French-speaking African states build momentum towards Vienna
November 14, 2014
More than 30 diplomats representing 21 African countries participated in a francophone roundtable on the humanitarian impact of nuclear weapons, hosted by Togo and ICAN at the UN in Geneva on November 12th.
HE Ms. Napka Polo, Ambassador from Togo, opened the proceedings by recalling the outcomes of the two Conferences on the Humanitarian Impact of Nuclear Weapons, and reiterated the importance of a strong participation to the 3rd Conference, in Vienna on December 8 and 9, 2014. She stated, “Africa has no direct economic or political interest in the preservation of these weapons and, being the most vulnerable continent, needs to mobilise to achieve nuclear disarmament.” She challenged French-speaking African states to be “more active than the English-speaking African states” to prohibit and eliminate nuclear weapons.
Ms. Woergoetter, representing the Austrian Permanent Mission to the United Nations in Geneva, announced that 87 countries have so far registered to the Vienna Conference. Woergoetter also presented the final program, highlighting the new topics which will be discussed.
Ms. Aebersold from the UNDP office in Geneva explained the lessons learned when studying the impact of nuclear explosions on health, economy, environment and development on tests sites and Chernobyl. She stated the vital need to prevent a detonation from ever happening again through the elimination of these weapons.
Mr. Nash from Article 36 and ICAN demonstrated the value of starting negotiations on a treaty banning nuclear weapons even if nuclear weapon states do not participate, as “such a treaty would positively impact the move toward their elimination.” He argued that such a treaty would change the game on several levels in that “the legal clarity of a ban would increase the political pressure toward their elimination, and nuclear weapons will become more problematic in the military cooperation between states. The process of negotiation will also establish a stronger community for disposal.”

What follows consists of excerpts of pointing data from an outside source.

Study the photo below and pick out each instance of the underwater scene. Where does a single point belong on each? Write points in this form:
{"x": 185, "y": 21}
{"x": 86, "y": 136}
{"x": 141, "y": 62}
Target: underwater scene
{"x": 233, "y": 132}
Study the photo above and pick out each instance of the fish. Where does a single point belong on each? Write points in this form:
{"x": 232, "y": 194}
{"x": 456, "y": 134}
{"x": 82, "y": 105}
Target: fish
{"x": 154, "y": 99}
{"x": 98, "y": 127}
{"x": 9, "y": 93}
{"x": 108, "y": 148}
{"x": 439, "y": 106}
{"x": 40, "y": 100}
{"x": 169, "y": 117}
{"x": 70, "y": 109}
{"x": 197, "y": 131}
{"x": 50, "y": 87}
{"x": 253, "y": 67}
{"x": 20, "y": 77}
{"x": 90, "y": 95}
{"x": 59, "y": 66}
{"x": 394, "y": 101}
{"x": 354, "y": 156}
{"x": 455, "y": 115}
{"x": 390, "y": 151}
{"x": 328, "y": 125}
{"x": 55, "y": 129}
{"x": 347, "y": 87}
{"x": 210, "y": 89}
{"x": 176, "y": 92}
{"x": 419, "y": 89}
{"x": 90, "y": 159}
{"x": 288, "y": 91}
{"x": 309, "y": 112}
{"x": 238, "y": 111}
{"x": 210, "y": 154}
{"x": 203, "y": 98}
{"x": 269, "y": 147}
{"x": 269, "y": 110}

The debate between participants focused primarily on the options to free the world from nuclear weapons and how to get there. Diplomats expressed the importance of the Vienna conference and the need to get out of the deadlock of current nuclear disarmament talks, even if some were skeptical that a ban treaty could ever be achieved. SE Ms. Polo stated the will of Togo to be involved in further discussions and to inspire the region, “as Africa can and must play a leading role, with the experience gained from the Ottawa and Oslo process for landmines and cluster munitions.”
“Such a discussion in French is the first one happening at this level,” said Arielle Denis, ICAN director for Europe and Africa, “ Many participants expressed their interest to keep the discussion going and I am confident that French speaking African countries will build on their experience to become leading actors toward the prohibition of nuclear weapons.”